Bir asır öncesinde, bilinen nedenlerle Osmanlı imparatorluğu darmadağın olmuş, Bosna'dan, Kafkaslara, Yemen'den, Trablus'a Balkanlar'dan Ortadoğu'ya kadar vatan toprakları kaybedilmiş, emperyalistler de Anadolu'yu işgal edilmişti.
16. devleti yıkılmak üzere olan Türk Milleti 17. Devletinin temellerini atmak ve kurtuluş mücadelesini başlatmak üzere 19 Mayıs 1919 tarihinde Mustafa Kemal'in Samsun'a çıkması ile milli kurtuluş ve bağımsızlık meşalesinin ilk çoban ateşi yakılmıştı.
Samsunda yakılan bu çoban ateşi ile başlayan milli mücadele sonucun da bugünkü misakı milli sınırlarımız ile çizilmiş 17. Türk devleti Türkiye Cumhuriyeti kurulmuştur. Milli mücadelede emeği geçen herkesi minnet ve şükran ile anıyoruz.
O günlerden bu günlere yeni Türkiye Cumhuriyeti birçok sıkıntılı zamanlar ve dönemler geçirdi. Tarihe takılıp kalmak, eskiden yapılmış hataların beyinlerde kanser olmasına meydan vermemek için kısır siyasi çekişmeler yerine, bugün toplumun birleştirilmesi ve kaynaştırılması için yeni adımlar atılması gerektiği gerçeği ortaya çıkmıştır. Bütün halk, siyasi partiler, meslek grupları, sivil toplum kuruluşları olmak üzere herkes Ülkenin istikbal ve istiklali ve milli birliği için bugün birbirlerine saygı göstermeleri ve katkı vermeleri gerekmektedir. Çünkü bu milli bir görevdir.
Bunun içinde, bir asır evvel yapıldığı gibi, ülkenin milli birliği ve kalkınması için gönül birliği ve milli ruh ile “Samsun' a yeniden çıkmak “ gerekir.

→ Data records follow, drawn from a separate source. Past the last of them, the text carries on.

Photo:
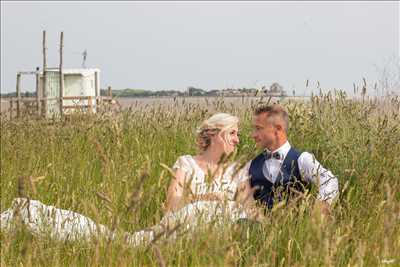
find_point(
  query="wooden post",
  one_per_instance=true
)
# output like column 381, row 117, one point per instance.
column 44, row 84
column 61, row 74
column 90, row 104
column 38, row 94
column 11, row 108
column 96, row 88
column 109, row 92
column 18, row 89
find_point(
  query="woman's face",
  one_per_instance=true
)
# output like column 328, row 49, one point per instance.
column 227, row 140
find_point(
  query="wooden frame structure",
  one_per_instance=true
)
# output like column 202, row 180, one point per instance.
column 39, row 103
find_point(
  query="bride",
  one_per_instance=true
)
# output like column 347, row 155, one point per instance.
column 204, row 189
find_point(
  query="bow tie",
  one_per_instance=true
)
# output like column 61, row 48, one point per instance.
column 268, row 155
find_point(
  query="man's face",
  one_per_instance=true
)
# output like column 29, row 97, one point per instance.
column 264, row 132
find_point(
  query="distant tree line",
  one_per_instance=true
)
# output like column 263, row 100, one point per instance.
column 274, row 90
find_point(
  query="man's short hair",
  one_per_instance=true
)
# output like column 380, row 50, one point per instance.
column 274, row 111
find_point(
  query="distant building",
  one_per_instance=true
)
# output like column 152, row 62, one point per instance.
column 275, row 90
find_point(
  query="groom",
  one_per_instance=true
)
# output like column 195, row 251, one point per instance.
column 281, row 170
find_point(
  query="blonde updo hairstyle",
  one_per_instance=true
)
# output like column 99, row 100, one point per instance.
column 212, row 126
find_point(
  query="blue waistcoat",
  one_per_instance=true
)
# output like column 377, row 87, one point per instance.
column 288, row 178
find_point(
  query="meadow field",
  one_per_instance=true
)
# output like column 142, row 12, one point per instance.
column 111, row 168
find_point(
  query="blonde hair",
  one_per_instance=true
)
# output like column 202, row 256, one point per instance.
column 212, row 126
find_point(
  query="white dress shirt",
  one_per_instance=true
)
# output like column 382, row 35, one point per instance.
column 310, row 170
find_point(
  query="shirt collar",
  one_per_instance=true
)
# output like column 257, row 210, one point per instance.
column 283, row 149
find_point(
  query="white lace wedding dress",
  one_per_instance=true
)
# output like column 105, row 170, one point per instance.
column 41, row 219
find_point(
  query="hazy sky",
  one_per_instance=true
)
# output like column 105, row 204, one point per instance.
column 210, row 45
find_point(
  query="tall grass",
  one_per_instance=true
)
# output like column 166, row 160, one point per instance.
column 109, row 168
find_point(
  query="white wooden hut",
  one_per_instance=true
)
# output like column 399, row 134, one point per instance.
column 81, row 90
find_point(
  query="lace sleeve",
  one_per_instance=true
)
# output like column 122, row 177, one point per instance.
column 182, row 164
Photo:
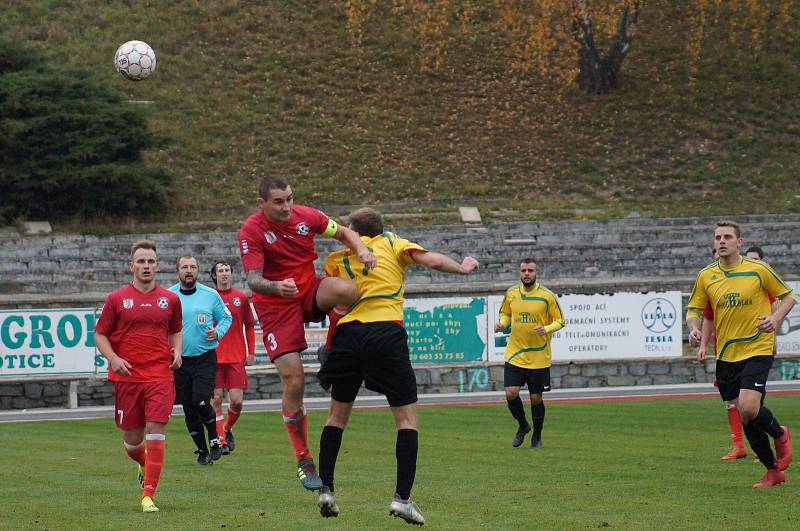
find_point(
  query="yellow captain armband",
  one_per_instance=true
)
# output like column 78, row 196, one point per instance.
column 554, row 326
column 694, row 313
column 331, row 229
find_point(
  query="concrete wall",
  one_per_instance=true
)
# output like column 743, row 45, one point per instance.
column 578, row 256
column 265, row 384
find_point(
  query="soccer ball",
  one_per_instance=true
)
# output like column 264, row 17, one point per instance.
column 135, row 60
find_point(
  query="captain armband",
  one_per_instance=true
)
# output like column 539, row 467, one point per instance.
column 330, row 230
column 694, row 313
column 555, row 326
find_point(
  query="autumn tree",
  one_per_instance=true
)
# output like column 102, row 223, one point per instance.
column 581, row 43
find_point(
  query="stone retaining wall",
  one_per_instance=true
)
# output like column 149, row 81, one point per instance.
column 265, row 384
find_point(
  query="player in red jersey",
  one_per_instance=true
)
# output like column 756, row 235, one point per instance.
column 139, row 333
column 236, row 349
column 734, row 419
column 277, row 249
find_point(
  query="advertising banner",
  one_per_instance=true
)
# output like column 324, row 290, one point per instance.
column 47, row 342
column 621, row 325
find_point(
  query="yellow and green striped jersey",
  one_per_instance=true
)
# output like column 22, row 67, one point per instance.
column 525, row 310
column 738, row 295
column 380, row 290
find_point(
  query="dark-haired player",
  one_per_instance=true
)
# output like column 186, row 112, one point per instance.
column 533, row 313
column 277, row 248
column 370, row 346
column 738, row 289
column 235, row 350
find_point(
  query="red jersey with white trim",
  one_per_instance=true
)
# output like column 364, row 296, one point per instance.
column 138, row 325
column 284, row 250
column 232, row 346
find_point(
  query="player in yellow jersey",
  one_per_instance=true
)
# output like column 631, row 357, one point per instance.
column 370, row 345
column 533, row 313
column 738, row 290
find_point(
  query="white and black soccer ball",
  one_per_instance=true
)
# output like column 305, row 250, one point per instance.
column 135, row 60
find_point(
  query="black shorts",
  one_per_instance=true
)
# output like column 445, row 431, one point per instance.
column 195, row 380
column 538, row 380
column 375, row 354
column 751, row 373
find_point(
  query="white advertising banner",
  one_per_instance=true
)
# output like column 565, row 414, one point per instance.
column 788, row 336
column 622, row 325
column 47, row 342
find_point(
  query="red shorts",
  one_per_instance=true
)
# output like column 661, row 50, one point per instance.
column 231, row 376
column 136, row 403
column 283, row 321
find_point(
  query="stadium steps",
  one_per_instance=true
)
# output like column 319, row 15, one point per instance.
column 580, row 255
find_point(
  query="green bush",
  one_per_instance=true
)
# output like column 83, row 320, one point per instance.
column 69, row 145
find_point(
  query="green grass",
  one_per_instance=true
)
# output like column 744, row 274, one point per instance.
column 624, row 465
column 248, row 88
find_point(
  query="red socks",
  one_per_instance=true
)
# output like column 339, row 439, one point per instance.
column 297, row 427
column 137, row 453
column 735, row 425
column 231, row 420
column 219, row 419
column 154, row 462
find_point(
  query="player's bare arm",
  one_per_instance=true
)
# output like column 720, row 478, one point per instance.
column 445, row 264
column 705, row 339
column 351, row 240
column 695, row 335
column 116, row 364
column 768, row 323
column 176, row 347
column 285, row 288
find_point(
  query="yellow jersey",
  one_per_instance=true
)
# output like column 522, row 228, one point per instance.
column 524, row 310
column 738, row 295
column 381, row 290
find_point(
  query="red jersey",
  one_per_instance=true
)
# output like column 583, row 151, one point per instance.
column 232, row 346
column 138, row 325
column 284, row 250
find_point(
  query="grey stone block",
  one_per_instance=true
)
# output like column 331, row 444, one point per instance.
column 54, row 389
column 11, row 390
column 20, row 402
column 618, row 380
column 607, row 369
column 571, row 381
column 657, row 368
column 33, row 390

Halk olarak “ Yeter artık biz sizin kısır, ikiyüzlü, çirkin siyasi kavgalarınızda bıktık.” Mesajı yüksek sesle verebildiği zaman, halkın düşüncelerine göre gardını almak zorunda olan siyasi partiler de kendilerine ve söylemlerine çeki düzen vermek zorunda kalacaktır.
Bugün Samsun da, siyasi liderlerin verdiği fotoğraf Türk halkı tarafından karşılığını bulmuştur.
Kendi siyasi çıkarları için gemileri yakan, siyasi ahlak ve edebe uymayan söz ve davranış sergileyen hiç kimse halkın bu isteği karşısında gerilim siyaseti yapmağa cesaret edemeyecektir. Yapanlar da halkan gereken cevabı alacaktır.
Çünkü Türk halkı, algı yaratmak için yapılan provokatör söylem ve eylemlere prim vermiyor ve sokakların normalleşmesini istiyor. En küçük bir olayı bahane edip, sokaklara çıkan, şehirleri yangın yerine çeviren, bu olayları körükleye bilmek, yangına benzin dökmek adına yalan yanlış haberleri üretenlerin ise üzerlerini inanılmaz ve güvenilmez diye çiziyor.